Plusieurs milliers de milliards de dollars ont déjà été investis dans l’intelligence artificielle à l’échelle mondiale (on parle fréquemment de 2500 à 4000).
Si l’on prolonge les tendances actuelles, on peut raisonnablement anticiper qu’environ 10 000 milliards auront été investis d’ici 2030 – soit près de 10 % du PIB mondial actuel.
On parle de 6700 mds de dollars d’investissement supplémentaires, rien que pour les datacenters.
L’IA génère indéniablement de la productivité ; mais quel niveau de productivité faudrait-il pour que ces investissements deviennent rentables ?
Note Par ailleurs ces gains de productivité auront pour contreparties des couts d’externalité qu’il est impossible de chiffrer à ce stade.
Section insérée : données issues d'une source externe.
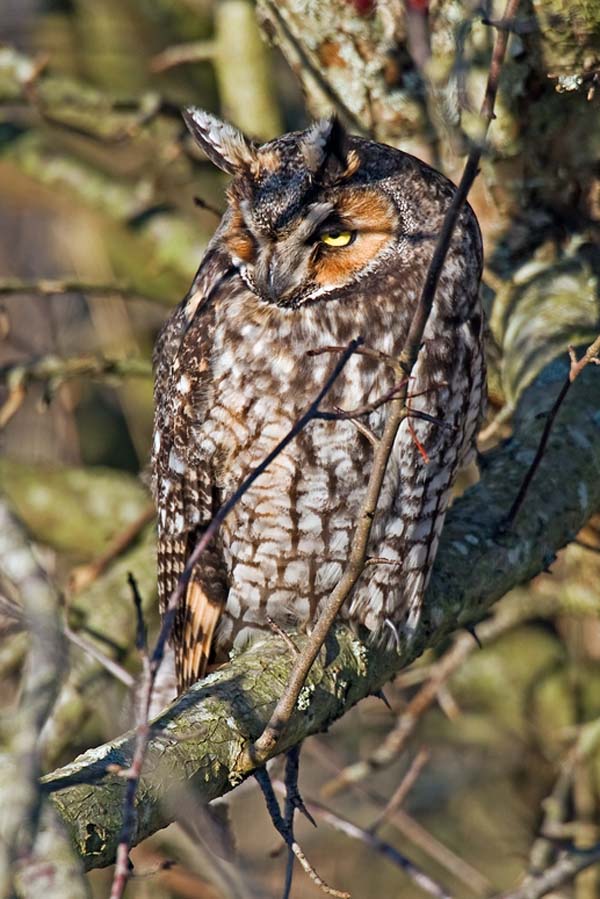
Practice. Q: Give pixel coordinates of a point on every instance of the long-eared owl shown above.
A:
(326, 237)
Quid des conséquences sociales et économiques en général de ces gains de productivité?
Il faut au préalable aussi avoir à l’esprit que les acteurs qui financent cela le font au travers de systèmes à maturation de moyen terme (5 à 7 ans typiquement), ce qui nécessite un recyclage régulier des capitaux, ce qui à chaque fois induit une réévaluation des besoins de profitabilité.
Si l’on suppose que la valeur créée par l’IA se répartira pour un tiers vers les fournisseurs de technologies (pelles, pioches incluses) et pour deux tiers vers les utilisateurs, alors pour que les investisseurs récupèrent 10 000 milliards, il faudrait que l’IA génère 30 000 milliards de richesse supplémentaire à l’horizon 2030.
Mais avec un coût du capital de 7 %, ce montant doit être relevé de 50 % supplémentaires pour compenser la charge financière et le risque associé.
Autrement dit, les systèmes d’IA devraient produire 45 000 milliards d’activité économique additionnelle en quelques années. Rapporté au PIB mondial attendu pour 2030 (environ 140 000 milliards), cela reviendrait à une hausse de productivité globale d’environ 30 %, soit un rythme moyen de 5 % par an — un niveau historiquement sans précédent, y compris dans les grandes révolutions industrielles.
C’est donc hautement improbable : quand bien même les technologies deviendraient extrêmement véloces et performantes, la recherche économique nous apprend que les temps de diffusion dans le réel des innovations sont incomparablement plus long que ce que l’on suppose généralement.
L’argument « this time, it’s different » a été largement démonté à l’égard de l’IA. Il ne s’agit pas ici de contester la réalité de la révolution IA, mais sa vitesse.
La Valley est remplie de gens dont le premier talent est de savoir remarquablement bien mettre en valeur et la conséquence la plus directe est que ce qui est là bas au loin semble, par un effet hypnotique, là, ici, tout près.